スペインの新興極右政党、ボックス(VOX)は、2019年4月28日の総選挙に向けたキャンペーンの一環として、『ロード・オブ・ザ・リング』の一場面を無断使用したコラ画像をTwitterに投稿していました。コラージュの内容は、悪役サウロンの軍勢の上にLGBTのオバケ、フェミニストのアイコン、「エル・パイス」紙などを貼り付け、彼らに立ち向かおうとしているアラゴルンの背中にスペイン国旗とボックスのロゴをあしらうというもの。実際のツイートは以下をどうぞ。
⚔🇪🇸 ¡Qué comience la batalla! #PorEspaña pic.twitter.com/TVgdcP1Kw5
— VOX 🇪🇸 (@vox_es) 2019年4月28日
EL PAÍSによると、映画でアラゴルンの役を演じた俳優のヴィゴ・モーテンセンは、このことについて同紙宛ての手紙でこんな風にコメントしたのだそうです。

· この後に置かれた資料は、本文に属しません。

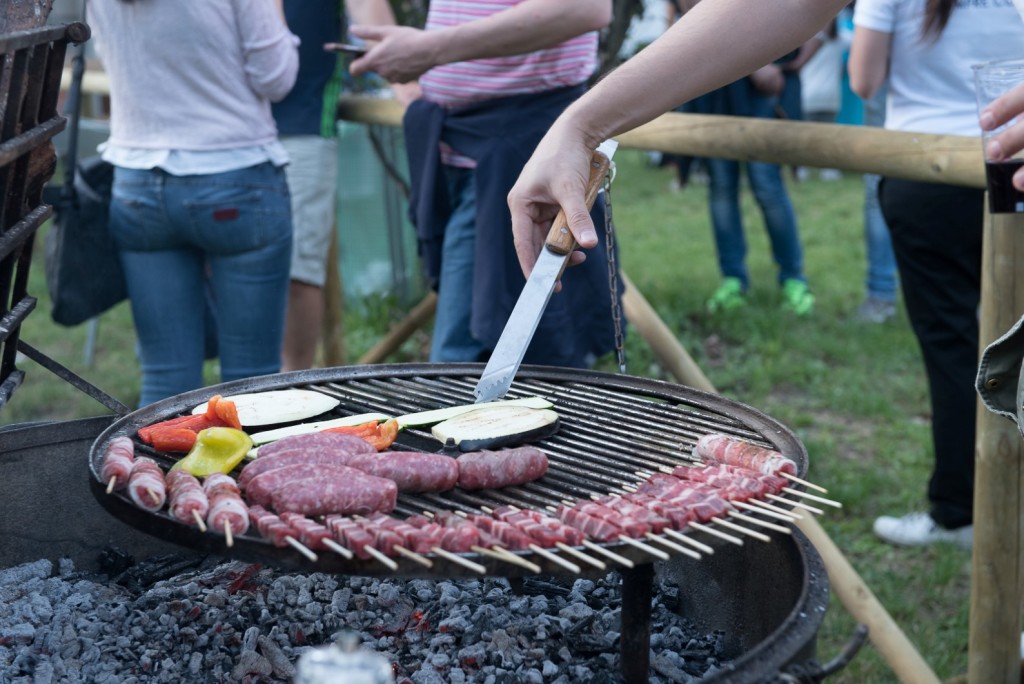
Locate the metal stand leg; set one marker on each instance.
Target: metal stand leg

「かなり無知な人でなければ、映画『ロード・オブ・ザ・リング』三部作のアラゴルンというキャラクターをボックスのような外国人嫌悪の極右政党のキャンペーンに使うのがいい考えだなどととは思わないことでしょう」
You’d have to be pretty ignorant to think that using the character Aragorn from the Lord of the Rings film trilogy to promote the campaign of a xenophobic, far-right party like Vox would be a good idea.
モーテンセンの意見では、世界中の豊かな文化と言語に興味を持っている自分のような人間を国粋主義者でネオ・ファシストの党と結びつけることも「ばかげている」し、彼らがアラゴルンを使うのは「さらにばかばかしい」とのこと。アラゴルンは「多言語話者のりっぱな政治家で、中つ国の異なる種族、伝統、言語の包摂を提唱する」人なのに、そんなキャラを「反移民、反フェミニストでイスラム嫌悪の政党」の正当化に使うのはおかしいというのが彼の見解です。
でも、モーテンセンの手紙で一番大事なのは、この最後のパラグラフだと思います。
彼らの不手際を笑うこともできますが、ボックスはスペインの国政で24議席を獲得しています。これは笑いごとではないし、わたしたちは油断なく警戒して先を見越した行動をとらなければならなくなるでしょう。トールキンのサーガのにおけるアラゴルンのように。
I would laugh at their ineptitude but Vox has entered Spain’s Congress with 24 seats; it’s no joke, and we will have to be alert and proactive, like Aragorn in the Tolkien saga.
そう、ボックスは著作権違反のあんなツイートをしていたにもかかわらず、総選挙で初の国政進出を果たしちゃったんです。詳しくは以下を。
「異なる種族、伝統、言語の包摂」を支持する側が、”This day we fight!!”と叫んでがんばるしかないよね、もう。